The intervals for symbol A in the following sequence would be [3, 3, 1, 1, 2, 1, 1]

block-beta
  columns 12
  s1["A"] s2["C"] s3["T"] s4["A"] s5["C"] s6["G"] s7["A"] s8["A"] s9["A"] s10["T"] s11["A"] s12["A"]
  i1["3"]:3 i2["3"]:3 i3["1"]:1 i4["1"]:1 i5["2"]:2 i6["1"]:1 i7["1"]:1

  classDef c3 fill:#2ca02c,color:#fff;
  classDef c4 fill:#98df8a,color:#000;
  class s1,s4,s7,s8,s9,s11,s12 c3
  class i1,i2,i3,i4,i5,i6,i7 c4

In general, a sequence does not necessarily end with the same symbol it begins with. To cover all cases, we consider the sequence as a looped sequence representing an infinite pattern with the same characteristics as the original data This cyclic approach corresponds to the idea of ​​representativeness heuristic.

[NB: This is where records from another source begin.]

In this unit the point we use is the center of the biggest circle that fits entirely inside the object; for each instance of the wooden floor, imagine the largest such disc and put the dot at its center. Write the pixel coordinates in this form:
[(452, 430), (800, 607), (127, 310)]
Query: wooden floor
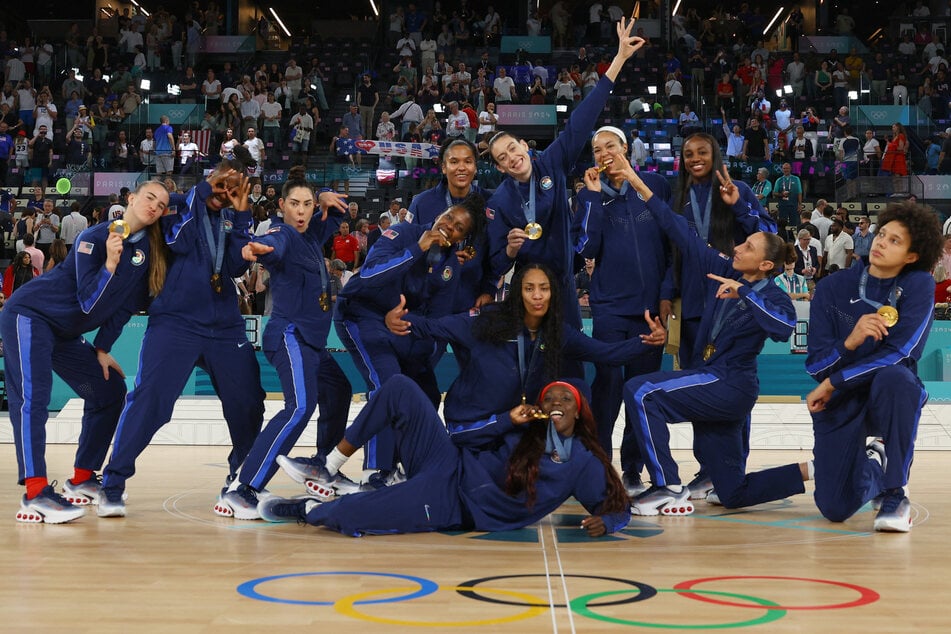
[(172, 565)]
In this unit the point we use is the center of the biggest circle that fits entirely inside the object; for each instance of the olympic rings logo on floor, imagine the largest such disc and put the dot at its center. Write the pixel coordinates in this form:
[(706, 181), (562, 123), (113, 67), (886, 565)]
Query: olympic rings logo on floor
[(409, 588)]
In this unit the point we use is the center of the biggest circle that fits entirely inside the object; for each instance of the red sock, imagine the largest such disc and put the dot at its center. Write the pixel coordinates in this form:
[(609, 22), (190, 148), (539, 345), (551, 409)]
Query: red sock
[(81, 475), (34, 486)]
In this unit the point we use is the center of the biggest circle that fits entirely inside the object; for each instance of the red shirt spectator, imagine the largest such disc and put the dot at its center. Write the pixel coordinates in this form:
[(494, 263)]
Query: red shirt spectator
[(346, 246)]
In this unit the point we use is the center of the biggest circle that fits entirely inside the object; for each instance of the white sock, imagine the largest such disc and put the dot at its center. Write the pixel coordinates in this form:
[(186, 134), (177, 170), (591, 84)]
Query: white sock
[(335, 460)]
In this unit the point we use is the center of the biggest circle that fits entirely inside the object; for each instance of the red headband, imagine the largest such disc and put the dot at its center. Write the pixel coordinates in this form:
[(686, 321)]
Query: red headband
[(571, 388)]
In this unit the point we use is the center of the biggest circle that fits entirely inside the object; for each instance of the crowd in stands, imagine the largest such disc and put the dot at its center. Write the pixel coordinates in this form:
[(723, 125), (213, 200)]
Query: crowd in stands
[(440, 75)]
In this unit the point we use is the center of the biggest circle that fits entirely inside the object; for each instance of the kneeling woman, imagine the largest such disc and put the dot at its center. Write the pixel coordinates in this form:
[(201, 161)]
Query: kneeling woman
[(103, 282), (548, 454), (719, 391)]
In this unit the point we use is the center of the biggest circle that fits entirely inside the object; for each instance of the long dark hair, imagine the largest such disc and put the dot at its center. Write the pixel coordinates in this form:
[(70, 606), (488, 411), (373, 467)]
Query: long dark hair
[(523, 465), (22, 272), (503, 321), (721, 215)]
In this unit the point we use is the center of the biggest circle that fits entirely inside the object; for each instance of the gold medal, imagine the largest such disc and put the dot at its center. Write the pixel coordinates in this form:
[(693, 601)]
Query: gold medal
[(121, 227), (889, 314)]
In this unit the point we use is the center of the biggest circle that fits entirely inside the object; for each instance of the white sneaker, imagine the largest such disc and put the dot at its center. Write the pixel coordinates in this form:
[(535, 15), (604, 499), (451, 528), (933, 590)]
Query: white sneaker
[(894, 516), (662, 501)]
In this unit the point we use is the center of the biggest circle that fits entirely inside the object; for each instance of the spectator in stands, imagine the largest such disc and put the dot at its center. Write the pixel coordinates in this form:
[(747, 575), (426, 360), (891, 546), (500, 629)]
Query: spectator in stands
[(675, 94), (537, 93), (487, 120), (385, 130), (755, 143), (688, 122), (503, 87), (258, 151), (428, 88), (872, 154), (788, 190), (564, 90), (343, 151), (46, 227), (41, 147), (762, 187), (211, 90), (725, 98), (894, 162), (410, 114), (638, 150), (862, 240)]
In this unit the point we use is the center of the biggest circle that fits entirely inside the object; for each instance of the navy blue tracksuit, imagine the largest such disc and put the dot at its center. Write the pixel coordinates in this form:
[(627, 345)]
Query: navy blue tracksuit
[(295, 341), (452, 485), (633, 263), (552, 211), (190, 324), (750, 217), (717, 394), (42, 325), (877, 389), (476, 276), (394, 266), (490, 381)]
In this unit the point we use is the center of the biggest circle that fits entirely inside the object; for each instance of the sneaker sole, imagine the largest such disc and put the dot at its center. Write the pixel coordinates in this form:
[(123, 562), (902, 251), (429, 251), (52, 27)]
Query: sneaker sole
[(79, 500), (226, 510), (222, 509), (892, 526), (288, 466), (320, 491), (29, 516), (668, 509)]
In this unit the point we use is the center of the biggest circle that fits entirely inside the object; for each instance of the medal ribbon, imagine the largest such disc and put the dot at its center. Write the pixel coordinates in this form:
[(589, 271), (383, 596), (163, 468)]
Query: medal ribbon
[(892, 294), (702, 223), (217, 249), (523, 361), (555, 444), (726, 308)]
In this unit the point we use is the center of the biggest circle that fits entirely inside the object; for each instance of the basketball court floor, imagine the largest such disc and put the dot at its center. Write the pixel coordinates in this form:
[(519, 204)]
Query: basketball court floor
[(172, 565)]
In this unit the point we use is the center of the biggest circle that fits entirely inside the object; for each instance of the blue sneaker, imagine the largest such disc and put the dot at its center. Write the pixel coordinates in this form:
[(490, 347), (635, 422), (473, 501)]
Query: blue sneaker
[(241, 504), (312, 473), (382, 479), (277, 509), (48, 507), (700, 487), (111, 502), (633, 484), (894, 516), (662, 501)]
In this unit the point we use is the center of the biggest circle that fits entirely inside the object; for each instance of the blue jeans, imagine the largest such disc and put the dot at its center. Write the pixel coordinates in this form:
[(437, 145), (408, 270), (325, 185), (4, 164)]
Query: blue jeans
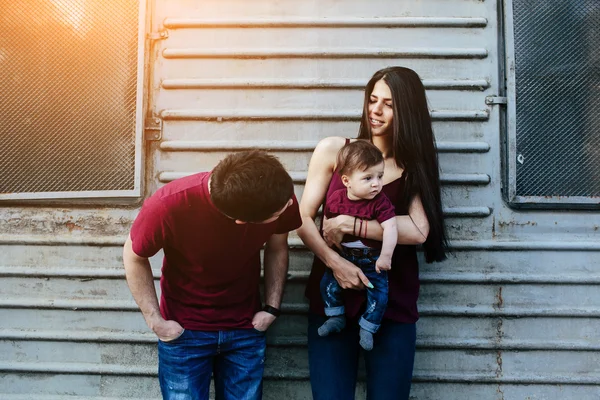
[(235, 358), (333, 361), (331, 292)]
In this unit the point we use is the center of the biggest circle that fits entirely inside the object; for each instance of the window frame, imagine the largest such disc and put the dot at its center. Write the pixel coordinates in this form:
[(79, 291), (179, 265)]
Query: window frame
[(136, 192), (508, 69)]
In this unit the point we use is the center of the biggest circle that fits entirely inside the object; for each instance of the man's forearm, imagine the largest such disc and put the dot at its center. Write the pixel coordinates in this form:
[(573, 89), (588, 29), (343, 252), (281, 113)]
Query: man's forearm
[(276, 267)]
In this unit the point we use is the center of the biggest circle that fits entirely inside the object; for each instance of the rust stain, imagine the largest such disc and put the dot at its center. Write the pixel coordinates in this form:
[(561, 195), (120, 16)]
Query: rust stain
[(498, 342), (71, 226), (506, 224)]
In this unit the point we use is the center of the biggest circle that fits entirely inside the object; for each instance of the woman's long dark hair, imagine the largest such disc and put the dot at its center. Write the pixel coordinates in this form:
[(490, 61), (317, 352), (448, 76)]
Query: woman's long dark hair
[(413, 148)]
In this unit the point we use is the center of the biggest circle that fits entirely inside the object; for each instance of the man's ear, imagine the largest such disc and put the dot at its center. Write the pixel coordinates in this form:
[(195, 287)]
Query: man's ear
[(346, 180)]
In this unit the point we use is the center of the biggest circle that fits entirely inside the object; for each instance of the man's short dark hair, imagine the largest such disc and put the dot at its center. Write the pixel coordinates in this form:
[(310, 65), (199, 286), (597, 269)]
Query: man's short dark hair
[(358, 155), (250, 186)]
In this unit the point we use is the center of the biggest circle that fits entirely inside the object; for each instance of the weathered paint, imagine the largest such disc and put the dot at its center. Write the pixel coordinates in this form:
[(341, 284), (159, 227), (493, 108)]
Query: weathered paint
[(513, 314)]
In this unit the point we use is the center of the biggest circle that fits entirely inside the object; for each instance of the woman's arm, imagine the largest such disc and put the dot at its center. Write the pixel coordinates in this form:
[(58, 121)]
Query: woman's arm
[(412, 228), (320, 171)]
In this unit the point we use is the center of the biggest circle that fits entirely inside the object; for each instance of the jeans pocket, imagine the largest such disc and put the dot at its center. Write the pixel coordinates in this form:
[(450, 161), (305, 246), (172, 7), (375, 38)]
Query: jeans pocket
[(259, 331), (175, 339)]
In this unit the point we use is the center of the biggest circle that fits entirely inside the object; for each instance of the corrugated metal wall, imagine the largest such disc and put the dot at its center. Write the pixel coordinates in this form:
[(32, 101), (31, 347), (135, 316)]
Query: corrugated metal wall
[(513, 314)]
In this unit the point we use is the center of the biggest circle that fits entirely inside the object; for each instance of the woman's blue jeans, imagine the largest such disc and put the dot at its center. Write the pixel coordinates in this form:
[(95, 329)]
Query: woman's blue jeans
[(333, 361), (235, 358)]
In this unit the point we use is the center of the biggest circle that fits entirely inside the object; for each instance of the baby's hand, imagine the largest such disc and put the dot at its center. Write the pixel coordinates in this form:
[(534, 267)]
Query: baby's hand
[(383, 264)]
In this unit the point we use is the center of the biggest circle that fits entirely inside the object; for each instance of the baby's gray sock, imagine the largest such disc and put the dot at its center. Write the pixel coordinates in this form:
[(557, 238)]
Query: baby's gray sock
[(333, 324), (366, 339)]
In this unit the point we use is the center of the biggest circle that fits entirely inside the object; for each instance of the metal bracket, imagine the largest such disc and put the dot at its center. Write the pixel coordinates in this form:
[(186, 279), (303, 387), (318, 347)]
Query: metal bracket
[(153, 128), (160, 35), (491, 100)]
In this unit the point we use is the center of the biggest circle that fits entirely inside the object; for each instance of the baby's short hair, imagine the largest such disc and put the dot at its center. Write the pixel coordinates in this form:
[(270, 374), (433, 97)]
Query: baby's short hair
[(360, 154)]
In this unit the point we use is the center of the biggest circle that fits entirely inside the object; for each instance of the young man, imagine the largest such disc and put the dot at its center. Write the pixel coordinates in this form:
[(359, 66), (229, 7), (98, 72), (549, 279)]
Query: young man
[(211, 227)]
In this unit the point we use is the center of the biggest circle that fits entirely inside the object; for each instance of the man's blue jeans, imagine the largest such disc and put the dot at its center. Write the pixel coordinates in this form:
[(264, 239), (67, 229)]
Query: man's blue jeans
[(331, 292), (235, 358)]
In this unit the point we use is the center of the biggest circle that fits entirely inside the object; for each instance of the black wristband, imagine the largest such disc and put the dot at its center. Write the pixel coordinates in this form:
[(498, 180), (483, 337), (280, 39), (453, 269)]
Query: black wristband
[(272, 310)]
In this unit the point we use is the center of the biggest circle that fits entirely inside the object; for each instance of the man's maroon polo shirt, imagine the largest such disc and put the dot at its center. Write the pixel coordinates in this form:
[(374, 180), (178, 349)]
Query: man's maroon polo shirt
[(211, 269)]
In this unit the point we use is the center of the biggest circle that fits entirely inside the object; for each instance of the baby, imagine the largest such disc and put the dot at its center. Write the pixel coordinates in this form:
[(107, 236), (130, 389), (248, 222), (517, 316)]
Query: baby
[(360, 165)]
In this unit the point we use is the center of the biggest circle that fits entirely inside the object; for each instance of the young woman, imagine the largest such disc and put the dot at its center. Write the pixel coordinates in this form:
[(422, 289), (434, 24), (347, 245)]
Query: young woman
[(395, 119)]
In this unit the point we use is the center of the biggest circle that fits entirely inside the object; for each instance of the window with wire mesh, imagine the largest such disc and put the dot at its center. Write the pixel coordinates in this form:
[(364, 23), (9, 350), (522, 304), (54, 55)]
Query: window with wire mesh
[(557, 53), (68, 73)]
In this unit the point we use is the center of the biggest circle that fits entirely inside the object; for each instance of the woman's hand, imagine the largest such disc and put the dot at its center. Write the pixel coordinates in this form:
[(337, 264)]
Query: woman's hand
[(334, 229), (348, 275)]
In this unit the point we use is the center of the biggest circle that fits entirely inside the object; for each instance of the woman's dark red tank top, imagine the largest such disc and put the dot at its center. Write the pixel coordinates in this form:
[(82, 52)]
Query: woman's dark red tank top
[(403, 277)]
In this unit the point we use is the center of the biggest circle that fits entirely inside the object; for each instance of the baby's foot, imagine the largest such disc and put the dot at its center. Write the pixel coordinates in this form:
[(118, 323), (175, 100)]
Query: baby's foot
[(333, 324), (366, 339)]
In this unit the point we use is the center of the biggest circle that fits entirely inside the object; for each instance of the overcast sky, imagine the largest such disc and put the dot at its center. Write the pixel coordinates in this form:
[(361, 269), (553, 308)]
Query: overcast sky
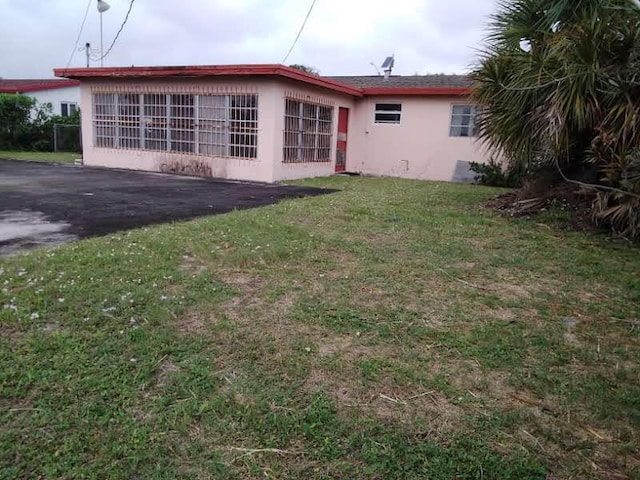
[(342, 37)]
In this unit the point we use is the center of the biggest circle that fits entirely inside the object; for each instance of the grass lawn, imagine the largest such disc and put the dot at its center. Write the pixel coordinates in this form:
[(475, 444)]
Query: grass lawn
[(392, 330), (52, 157)]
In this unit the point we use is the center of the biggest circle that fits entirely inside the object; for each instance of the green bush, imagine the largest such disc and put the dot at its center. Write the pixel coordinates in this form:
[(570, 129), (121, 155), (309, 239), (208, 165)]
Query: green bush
[(494, 174), (15, 120), (26, 125)]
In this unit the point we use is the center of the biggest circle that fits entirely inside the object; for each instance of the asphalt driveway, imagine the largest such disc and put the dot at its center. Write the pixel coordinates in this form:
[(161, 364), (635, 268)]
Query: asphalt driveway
[(44, 204)]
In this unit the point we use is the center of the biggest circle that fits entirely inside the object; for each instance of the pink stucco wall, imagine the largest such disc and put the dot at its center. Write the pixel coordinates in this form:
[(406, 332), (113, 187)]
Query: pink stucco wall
[(419, 147)]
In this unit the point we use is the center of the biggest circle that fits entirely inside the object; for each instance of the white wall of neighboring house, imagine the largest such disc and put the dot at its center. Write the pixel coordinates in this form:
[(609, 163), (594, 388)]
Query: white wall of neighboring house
[(56, 96)]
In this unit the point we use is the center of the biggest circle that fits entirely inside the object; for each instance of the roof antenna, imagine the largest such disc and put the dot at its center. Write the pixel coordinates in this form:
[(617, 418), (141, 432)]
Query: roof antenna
[(387, 66)]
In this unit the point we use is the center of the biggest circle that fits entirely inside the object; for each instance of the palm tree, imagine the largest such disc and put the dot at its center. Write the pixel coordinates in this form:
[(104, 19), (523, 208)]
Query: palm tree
[(560, 83)]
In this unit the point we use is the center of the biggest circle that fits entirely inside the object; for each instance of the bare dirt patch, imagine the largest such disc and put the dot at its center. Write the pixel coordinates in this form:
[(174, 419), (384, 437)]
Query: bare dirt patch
[(166, 368)]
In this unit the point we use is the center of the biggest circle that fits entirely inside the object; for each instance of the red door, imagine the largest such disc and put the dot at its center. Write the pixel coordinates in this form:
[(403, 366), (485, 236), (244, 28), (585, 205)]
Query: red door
[(341, 150)]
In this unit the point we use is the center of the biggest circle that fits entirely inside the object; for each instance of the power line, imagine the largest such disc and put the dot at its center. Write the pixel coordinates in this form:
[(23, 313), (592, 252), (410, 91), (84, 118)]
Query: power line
[(313, 4), (75, 47), (115, 39)]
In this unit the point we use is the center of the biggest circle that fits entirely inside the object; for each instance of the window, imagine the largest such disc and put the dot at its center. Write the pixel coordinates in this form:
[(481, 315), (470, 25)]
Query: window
[(388, 112), (68, 108), (308, 131), (463, 121), (213, 125)]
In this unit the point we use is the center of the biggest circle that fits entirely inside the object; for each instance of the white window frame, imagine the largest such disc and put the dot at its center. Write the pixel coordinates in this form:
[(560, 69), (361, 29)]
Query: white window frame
[(377, 111), (72, 107), (178, 123), (456, 121)]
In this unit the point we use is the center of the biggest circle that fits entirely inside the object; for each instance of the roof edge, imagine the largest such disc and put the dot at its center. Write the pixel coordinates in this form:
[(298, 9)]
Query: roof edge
[(253, 69), (423, 91), (36, 87), (209, 71)]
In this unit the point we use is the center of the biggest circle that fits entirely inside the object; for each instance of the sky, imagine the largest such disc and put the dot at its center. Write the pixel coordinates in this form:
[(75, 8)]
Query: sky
[(341, 37)]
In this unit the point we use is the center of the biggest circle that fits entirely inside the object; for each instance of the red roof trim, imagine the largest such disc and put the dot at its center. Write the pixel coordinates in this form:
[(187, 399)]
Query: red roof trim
[(209, 71), (35, 87), (429, 91), (247, 70)]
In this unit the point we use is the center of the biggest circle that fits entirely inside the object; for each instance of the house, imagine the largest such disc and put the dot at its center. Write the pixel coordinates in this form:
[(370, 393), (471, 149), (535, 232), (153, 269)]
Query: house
[(272, 122), (62, 94)]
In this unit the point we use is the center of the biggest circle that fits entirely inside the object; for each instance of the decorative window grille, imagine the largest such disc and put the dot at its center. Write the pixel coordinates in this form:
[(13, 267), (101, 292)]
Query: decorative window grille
[(212, 125), (308, 130), (155, 121), (129, 120), (105, 120), (463, 121), (388, 113)]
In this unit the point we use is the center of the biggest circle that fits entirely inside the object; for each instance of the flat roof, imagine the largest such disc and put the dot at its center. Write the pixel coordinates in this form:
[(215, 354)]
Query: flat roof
[(23, 85), (425, 85)]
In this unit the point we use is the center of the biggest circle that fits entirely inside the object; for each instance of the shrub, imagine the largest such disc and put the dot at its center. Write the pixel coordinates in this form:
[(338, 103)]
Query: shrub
[(494, 174)]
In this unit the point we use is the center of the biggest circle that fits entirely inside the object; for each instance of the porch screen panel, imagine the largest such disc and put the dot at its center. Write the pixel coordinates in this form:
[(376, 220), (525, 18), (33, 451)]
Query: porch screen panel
[(182, 123), (129, 120), (308, 132), (104, 119), (243, 125), (212, 132), (155, 121), (212, 125)]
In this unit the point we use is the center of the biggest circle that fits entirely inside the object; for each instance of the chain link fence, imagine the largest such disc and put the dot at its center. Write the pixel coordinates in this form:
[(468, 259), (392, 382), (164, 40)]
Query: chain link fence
[(67, 138)]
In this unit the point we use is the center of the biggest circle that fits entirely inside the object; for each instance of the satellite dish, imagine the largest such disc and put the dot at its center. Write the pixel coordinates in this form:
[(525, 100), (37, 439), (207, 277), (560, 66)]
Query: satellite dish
[(103, 6), (388, 63)]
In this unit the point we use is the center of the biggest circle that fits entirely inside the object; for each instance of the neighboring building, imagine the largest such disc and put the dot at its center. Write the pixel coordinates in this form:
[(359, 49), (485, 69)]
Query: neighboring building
[(271, 122), (63, 95)]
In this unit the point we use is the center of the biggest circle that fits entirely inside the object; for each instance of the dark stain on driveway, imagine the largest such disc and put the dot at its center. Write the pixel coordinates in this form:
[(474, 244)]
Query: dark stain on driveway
[(88, 202)]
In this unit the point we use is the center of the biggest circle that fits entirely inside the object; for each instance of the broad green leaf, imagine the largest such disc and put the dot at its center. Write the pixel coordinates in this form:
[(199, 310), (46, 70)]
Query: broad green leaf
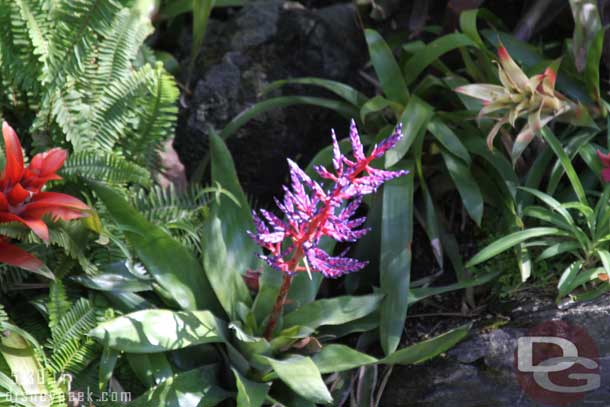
[(604, 256), (395, 264), (558, 149), (151, 369), (249, 393), (338, 358), (448, 139), (334, 311), (414, 120), (174, 8), (195, 388), (386, 67), (425, 350), (591, 74), (418, 294), (511, 240), (158, 330), (587, 24), (432, 52), (185, 280), (466, 185), (116, 277), (378, 104), (235, 220), (303, 377), (224, 277), (551, 203), (346, 92), (108, 362), (558, 249)]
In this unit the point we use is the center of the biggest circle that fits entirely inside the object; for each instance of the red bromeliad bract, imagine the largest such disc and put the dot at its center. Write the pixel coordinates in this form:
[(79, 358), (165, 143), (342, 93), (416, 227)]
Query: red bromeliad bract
[(22, 199)]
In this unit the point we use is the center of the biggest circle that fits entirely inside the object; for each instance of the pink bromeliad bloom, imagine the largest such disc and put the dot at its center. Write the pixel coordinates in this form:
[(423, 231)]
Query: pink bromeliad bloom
[(312, 212)]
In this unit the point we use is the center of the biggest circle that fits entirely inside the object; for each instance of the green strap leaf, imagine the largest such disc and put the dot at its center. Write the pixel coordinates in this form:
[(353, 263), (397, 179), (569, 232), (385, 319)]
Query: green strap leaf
[(301, 374), (249, 393), (432, 52), (395, 263), (506, 242), (195, 388), (425, 350), (140, 332), (158, 251), (334, 311), (386, 67)]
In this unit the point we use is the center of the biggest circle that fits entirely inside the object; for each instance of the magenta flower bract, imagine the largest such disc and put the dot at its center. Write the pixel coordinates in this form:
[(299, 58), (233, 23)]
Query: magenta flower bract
[(312, 212)]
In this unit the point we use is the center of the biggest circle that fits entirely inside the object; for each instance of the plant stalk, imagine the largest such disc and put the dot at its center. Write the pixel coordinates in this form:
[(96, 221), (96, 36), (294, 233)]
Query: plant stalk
[(278, 306)]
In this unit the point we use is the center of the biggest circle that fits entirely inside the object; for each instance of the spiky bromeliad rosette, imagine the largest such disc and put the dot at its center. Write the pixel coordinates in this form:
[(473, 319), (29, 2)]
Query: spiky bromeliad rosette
[(517, 97)]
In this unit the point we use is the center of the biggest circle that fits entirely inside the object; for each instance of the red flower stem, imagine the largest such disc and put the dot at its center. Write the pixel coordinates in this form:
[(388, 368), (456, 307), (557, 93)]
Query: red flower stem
[(278, 306)]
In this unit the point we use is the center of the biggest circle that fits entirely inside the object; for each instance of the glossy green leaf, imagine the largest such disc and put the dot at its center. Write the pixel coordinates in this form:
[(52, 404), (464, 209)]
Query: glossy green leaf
[(425, 350), (228, 283), (151, 369), (116, 278), (567, 277), (378, 104), (414, 120), (559, 151), (250, 393), (432, 52), (444, 135), (195, 388), (303, 377), (185, 281), (591, 74), (338, 358), (395, 264), (511, 240), (333, 311), (387, 69), (418, 294), (107, 364), (140, 332)]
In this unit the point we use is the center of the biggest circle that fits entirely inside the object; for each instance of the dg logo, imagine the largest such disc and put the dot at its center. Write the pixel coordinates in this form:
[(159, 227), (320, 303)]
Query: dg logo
[(557, 363)]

The intervals for symbol C in the following cycled sequence would be [3, 9]

block-beta
  columns 15
  s1["A"] s2["C"] s3["T"] s4["A"] s5["C"] s6["G"] s7["A"] s8["A"] s9["A"] s10["T"] s11["A"] s12["A"] space s13["T"] s14["C"]
  space i1["3"]:3 i2["9"]:10
  s12 --> s13

  classDef c3 fill:#2ca02c,color:#fff;
  classDef c4 fill:#98df8a,color:#000;
  class s2,s5,s14 c3
  class i1,i2 c4

The circular pattern preserves both the statistical properties and the order of elements. Moreover, the average interval length is the inverse of the probability of an event, which directly relates intervals to probability.

\[\begin{array}{|c|c|c|} \hline & \Delta_a & P \\ \hline A & \frac{3 + 3 + 1 + 1 + 2 + 1 + 1}{7} = \frac{12}{7} \approx 1.7142; & \frac{7}{12} = (\frac{12}{7})^{-1} = \Delta_a^{-1} \\ \hline C & \frac{3 + 9}{2} = \frac{12}{2} = 6 & \frac{2}{12} = \frac{1}{6} = 6^{-1} = \Delta_a^{-1} \\ \hline \end{array}\]

This makes intervals a crucial informational unit that offers deeper insights into the sequence than individual occurrences alone.